Protect AI’s report was published on the heels of NVIDA’s release of several patches to fix a path traversal flaw in its NeMo generative AI framework (CVE-2024-0129, CVSS score: 6.3) that can lead to code execution and data tampering, according to The Hacker News. Other critical security considerations in the AI supply chain are that DevOps teams are under so much pressure to launch new internal applications at such an accelerated pace that code audits have become an afterthought. In this frenzied AI DevOps environment, some security practitioners are raising alarms that companies are “rushing AI software tools to market with unpatched vulnerabilities,” according to Compiler.
Given the intersecting trendlines of hyper-accelerated AI adoption in DevOps, increased pressure on DevOps teams to launch internal and external applications, and prevailing cyberattack trends across the broader software supply chain, ExtraHop forecasts that the most critical threat posed by AI emerges from its open-source components and CI/CD pipelines. Our consensus is that the danger posed by AI’s supply chain is much more urgent than the one portened by generative AI-refined “super malware.”
Nevertheless, threat actors continue to tinker with generative AI to optimize tactics like PowerShell-based exploits, the number-one MITRE ATT&CK technique operationalized by adversaries last year, according to Splunk research. According to Microsoft, PowerShell is a “cross-platform task automation solution made up of a command-line shell, a scripting language, and a configuration management framework” that runs on Windows, Linux, and macOS.

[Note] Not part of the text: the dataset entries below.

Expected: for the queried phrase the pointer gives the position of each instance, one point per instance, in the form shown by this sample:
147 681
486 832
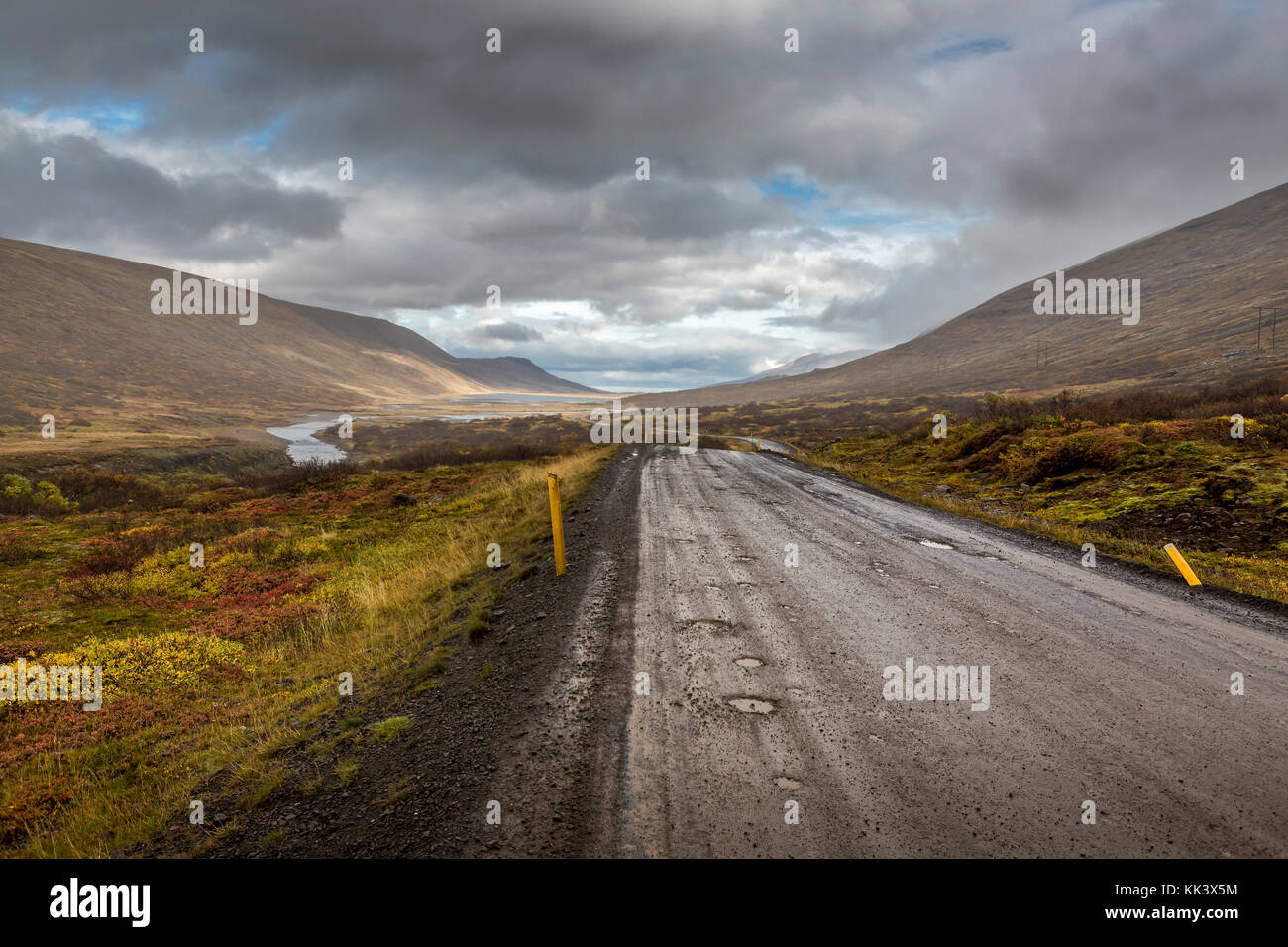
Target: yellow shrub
172 659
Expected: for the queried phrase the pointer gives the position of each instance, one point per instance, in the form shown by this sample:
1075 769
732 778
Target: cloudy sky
518 169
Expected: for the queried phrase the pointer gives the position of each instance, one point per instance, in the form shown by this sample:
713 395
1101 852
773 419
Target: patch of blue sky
106 114
970 48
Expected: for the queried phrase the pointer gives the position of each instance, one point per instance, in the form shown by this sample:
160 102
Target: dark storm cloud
97 195
516 169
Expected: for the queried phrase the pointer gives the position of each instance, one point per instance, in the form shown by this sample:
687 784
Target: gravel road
1103 686
764 600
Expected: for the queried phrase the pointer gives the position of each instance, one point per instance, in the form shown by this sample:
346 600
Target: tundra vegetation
214 672
1127 472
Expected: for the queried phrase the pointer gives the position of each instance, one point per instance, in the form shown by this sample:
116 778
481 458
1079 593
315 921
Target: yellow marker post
557 522
1181 565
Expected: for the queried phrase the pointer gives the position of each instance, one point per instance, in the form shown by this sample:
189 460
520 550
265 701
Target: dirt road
1103 686
764 600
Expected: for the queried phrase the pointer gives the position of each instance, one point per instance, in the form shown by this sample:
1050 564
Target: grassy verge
1127 488
211 671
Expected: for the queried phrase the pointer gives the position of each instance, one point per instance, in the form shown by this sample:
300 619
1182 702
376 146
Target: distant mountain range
1201 283
810 361
77 331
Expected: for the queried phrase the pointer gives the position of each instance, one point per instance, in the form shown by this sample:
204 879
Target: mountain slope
1201 285
810 361
77 331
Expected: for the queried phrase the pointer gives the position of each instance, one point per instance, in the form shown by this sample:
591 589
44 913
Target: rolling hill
77 334
1201 285
810 361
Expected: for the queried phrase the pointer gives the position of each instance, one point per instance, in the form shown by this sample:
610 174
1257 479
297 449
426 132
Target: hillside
810 361
1201 285
77 334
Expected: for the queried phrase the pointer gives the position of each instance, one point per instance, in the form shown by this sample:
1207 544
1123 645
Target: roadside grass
299 585
1127 488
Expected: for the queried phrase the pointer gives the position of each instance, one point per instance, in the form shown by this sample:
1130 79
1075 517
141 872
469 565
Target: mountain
1201 285
811 361
77 333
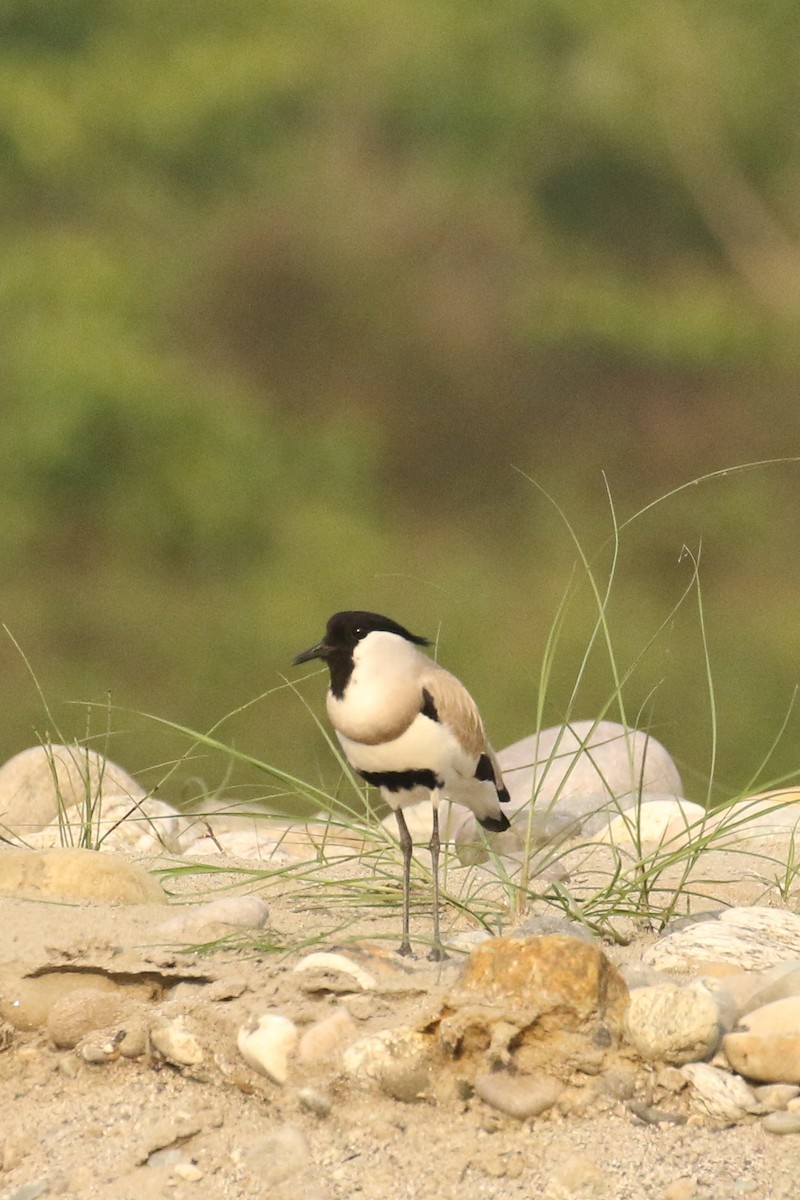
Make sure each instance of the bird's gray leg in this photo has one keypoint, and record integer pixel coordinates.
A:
(405, 846)
(437, 952)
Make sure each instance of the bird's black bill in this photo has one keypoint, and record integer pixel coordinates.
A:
(316, 652)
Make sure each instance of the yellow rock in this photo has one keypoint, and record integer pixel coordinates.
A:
(72, 874)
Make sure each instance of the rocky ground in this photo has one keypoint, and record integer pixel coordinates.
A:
(170, 1031)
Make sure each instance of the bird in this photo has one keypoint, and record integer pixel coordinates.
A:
(409, 727)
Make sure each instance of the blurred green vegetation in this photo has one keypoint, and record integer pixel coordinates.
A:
(288, 291)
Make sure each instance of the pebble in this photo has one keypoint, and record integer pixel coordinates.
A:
(176, 1044)
(44, 780)
(774, 1097)
(72, 874)
(312, 1099)
(200, 921)
(378, 1056)
(777, 983)
(30, 1191)
(277, 1156)
(325, 971)
(666, 823)
(765, 1045)
(782, 1122)
(85, 1009)
(750, 939)
(720, 1095)
(674, 1024)
(266, 1044)
(518, 1096)
(767, 1059)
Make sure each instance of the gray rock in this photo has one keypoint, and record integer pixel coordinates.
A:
(721, 1095)
(752, 939)
(518, 1096)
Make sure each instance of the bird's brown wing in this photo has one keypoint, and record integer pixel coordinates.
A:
(453, 707)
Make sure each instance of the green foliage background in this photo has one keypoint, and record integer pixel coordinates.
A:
(287, 291)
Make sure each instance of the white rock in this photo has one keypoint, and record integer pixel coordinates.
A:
(322, 1038)
(666, 823)
(336, 966)
(572, 772)
(176, 1044)
(719, 1093)
(233, 912)
(518, 1096)
(779, 1018)
(751, 939)
(40, 783)
(376, 1056)
(674, 1024)
(266, 1044)
(116, 822)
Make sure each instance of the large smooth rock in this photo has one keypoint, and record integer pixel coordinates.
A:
(72, 874)
(560, 779)
(765, 1045)
(42, 781)
(721, 1095)
(750, 939)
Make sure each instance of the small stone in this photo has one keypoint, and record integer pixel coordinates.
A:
(782, 1122)
(324, 971)
(518, 1096)
(205, 921)
(620, 1083)
(674, 1024)
(681, 1189)
(583, 1179)
(671, 1079)
(97, 1050)
(313, 1101)
(176, 1044)
(408, 1083)
(30, 1191)
(765, 1057)
(322, 1038)
(774, 1097)
(266, 1044)
(85, 1009)
(751, 939)
(379, 1055)
(188, 1171)
(721, 1096)
(277, 1156)
(73, 874)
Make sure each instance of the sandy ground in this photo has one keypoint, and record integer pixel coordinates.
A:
(133, 1128)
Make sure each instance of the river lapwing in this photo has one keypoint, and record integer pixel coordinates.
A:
(410, 729)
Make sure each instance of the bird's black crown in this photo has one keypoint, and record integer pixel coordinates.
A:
(346, 629)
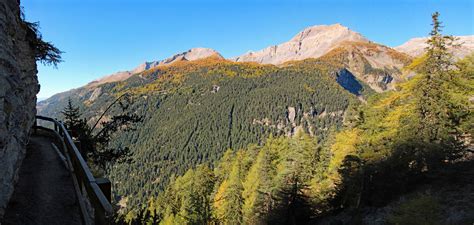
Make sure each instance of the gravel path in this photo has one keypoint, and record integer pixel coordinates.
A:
(45, 192)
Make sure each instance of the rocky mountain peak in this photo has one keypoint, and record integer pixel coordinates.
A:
(416, 46)
(190, 55)
(312, 42)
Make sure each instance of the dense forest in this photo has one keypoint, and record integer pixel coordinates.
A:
(219, 142)
(385, 148)
(192, 112)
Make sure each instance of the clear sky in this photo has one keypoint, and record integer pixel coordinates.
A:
(100, 37)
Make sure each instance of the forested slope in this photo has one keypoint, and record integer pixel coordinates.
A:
(397, 142)
(194, 111)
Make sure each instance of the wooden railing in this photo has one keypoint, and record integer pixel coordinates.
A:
(93, 194)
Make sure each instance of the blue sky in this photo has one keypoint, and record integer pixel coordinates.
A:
(100, 37)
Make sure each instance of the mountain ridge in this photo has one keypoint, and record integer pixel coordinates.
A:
(312, 42)
(415, 47)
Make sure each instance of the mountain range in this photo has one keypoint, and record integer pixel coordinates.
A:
(356, 51)
(197, 104)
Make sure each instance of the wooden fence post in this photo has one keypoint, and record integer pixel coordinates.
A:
(105, 186)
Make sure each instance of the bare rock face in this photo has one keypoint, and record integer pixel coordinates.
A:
(312, 42)
(190, 55)
(416, 47)
(18, 89)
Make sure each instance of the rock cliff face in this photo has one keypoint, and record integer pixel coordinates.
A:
(416, 46)
(18, 89)
(312, 42)
(190, 55)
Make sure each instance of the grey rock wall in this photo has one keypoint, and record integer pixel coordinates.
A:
(18, 89)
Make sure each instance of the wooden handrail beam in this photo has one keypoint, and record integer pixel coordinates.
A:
(98, 191)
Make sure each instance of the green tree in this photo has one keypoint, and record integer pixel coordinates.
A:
(233, 201)
(257, 191)
(431, 93)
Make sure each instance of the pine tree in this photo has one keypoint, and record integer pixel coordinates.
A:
(72, 119)
(257, 189)
(232, 206)
(433, 105)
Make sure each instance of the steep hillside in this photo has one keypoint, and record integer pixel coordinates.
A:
(51, 105)
(312, 42)
(196, 110)
(417, 46)
(376, 65)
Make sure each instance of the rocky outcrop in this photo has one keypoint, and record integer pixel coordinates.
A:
(18, 89)
(378, 66)
(349, 82)
(417, 46)
(312, 42)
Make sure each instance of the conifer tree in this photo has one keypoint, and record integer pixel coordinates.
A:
(232, 206)
(433, 102)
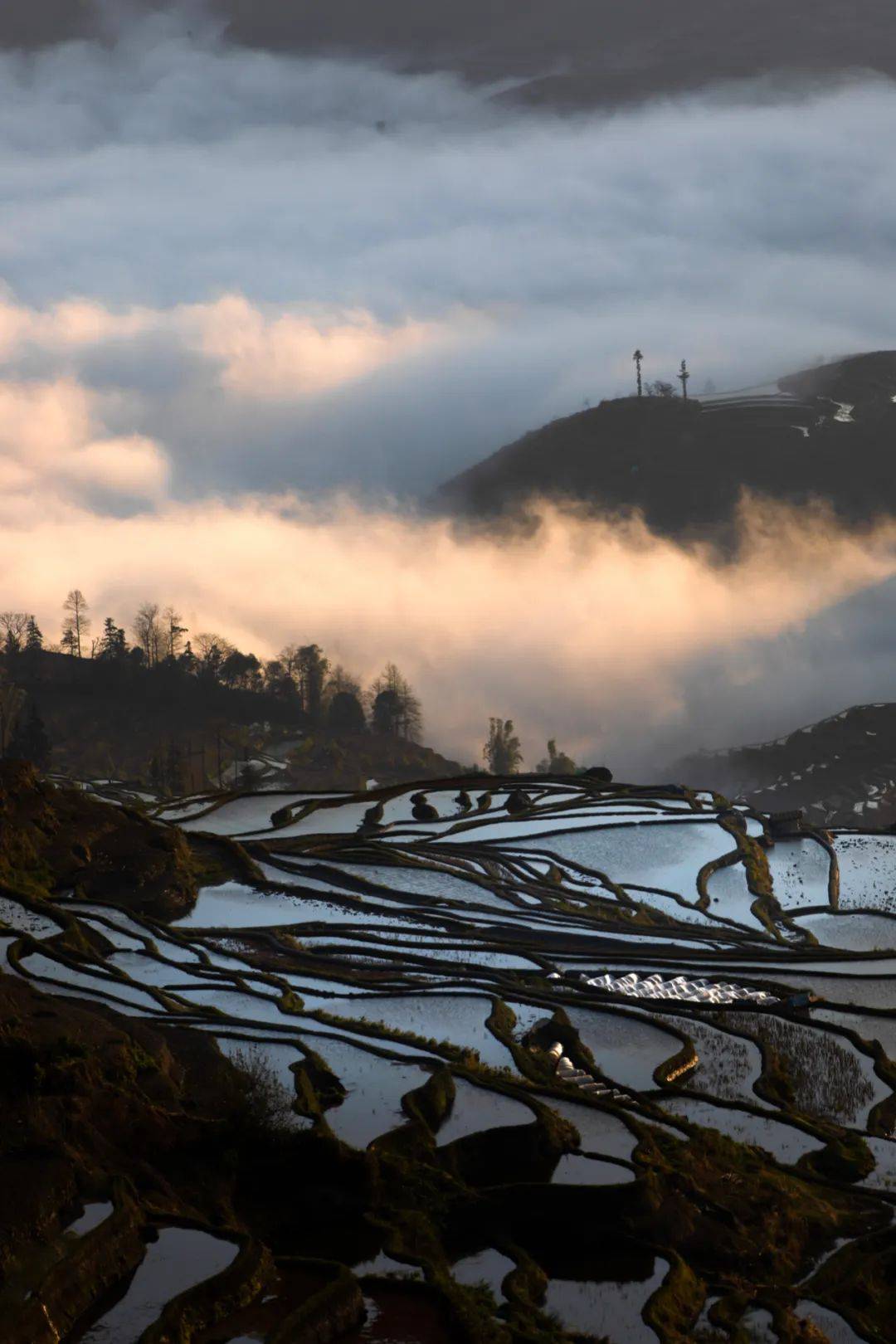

‘Proxy’ asks for advice on how to use AI to make their malicious PowerShell script undetectable Source:XSS
In the XSS forum post above, threat actor ‘proxy’ seeks advice from the Russian-language cybercriminal community on how to leverage AI and LLMs to make their malicious PowerShell script undetectable by antivirus (AV) and endpoint detection and response (EDR) solutions. In a series of replies to this thread not featured in this screenshot, threat actor ‘dunkel’ says the malicious script can be morphed through any LLM, “chatgpt, claude, llama, mixtral, gemini, grok."
But further down the thread, threat actor ‘injuann’ cautions that "ai is unstable if we talk about constant remorph, you can't be sure that it will work every time." So as 2024 comes to a close, ExtraHop assesses that AI DevOps supply-chain concerns should prevail above all other risk factors.